Сделав круг, я вернулся домой и полез в холодный душ. Я чувствовал, что у меня чуть-чуть скачет давление. Из-за сегодняшней духоты. Поэтому сегодня я сократил свою обычную двухкилометровую дистанцию на полкилометра. Я прикрутил краны и растерся грубым полотенцем. Неторопливо оделся и отправился завтракать в беседку, где Анечка уже накрыла стол. Я поздоровался с ней, перекинулся парой незначащих фраз о погоде и уселся за стол. С отвращением, благо остался один и ни перед кем не надо было притворяться, я стал хлебать жидкую овсянку, поглядывая в сторону улицы.
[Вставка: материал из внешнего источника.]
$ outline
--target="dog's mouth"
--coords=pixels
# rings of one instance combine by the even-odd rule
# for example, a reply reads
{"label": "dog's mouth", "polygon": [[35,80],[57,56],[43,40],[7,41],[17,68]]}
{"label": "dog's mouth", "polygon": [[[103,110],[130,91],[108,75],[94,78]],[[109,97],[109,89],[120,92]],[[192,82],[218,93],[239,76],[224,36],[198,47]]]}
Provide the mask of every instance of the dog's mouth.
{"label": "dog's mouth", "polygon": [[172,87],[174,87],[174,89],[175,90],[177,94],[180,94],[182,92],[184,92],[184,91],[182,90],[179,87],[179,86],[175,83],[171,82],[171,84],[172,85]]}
Отсюда она была мне хорошо видна. Меня же в тени беседки с улицы не было видно.
На траве кое-где блестели остатки утренней росы. Пыль на обочинах уже высохла. Было тихо и абсолютно безветренно. Казалось, все вокруг навсегда застыло, словно зачарованное, и даже кучевые облака, громоздившиеся в несколько этажей на горизонте, замерли, никуда не двигаясь. Они должны принести сильную грозу — скорее всего к вечеру, если меня не обманывали интуиция и опыт. Но пока вокруг царило душное спокойствие. Если так пойдет и дальше, то вполне можно ожидать повторения страшного семьдесят второго года: сорокаградусная жара, запах гари и сизое облако над Москвой, глухие слухи о сотнях погибших пожарных и добровольцев, тушивших горящие в Подмосковье торфяники. Упаси Господь.
Внезапно краем глаза я уловил какое-то движение.
По улице неторопливо шагал в сторону моего дома высокий широкоплечий человек лет тридцати. Время от времени он останавливался возле очередной калитки и совал газеты в ящик, повешенный на забор. Это был Женя Татуев, наш бессменный поселковый почтальон.
В мой почтовый ящик он не положил ничего.
Женя остановился в тени дерева. Неторопливо закурил. Внимательно посмотрел в мою сторону. Я был убежден, что он меня не видит. Но тем не менее я почему-то замер и даже затаил дыхание. Женя потоптался на месте, словно решая, куда двинуться дальше. Наконец отшвырнул окурок и неспешно зашагал в конец улицы. Я смотрел ему вслед.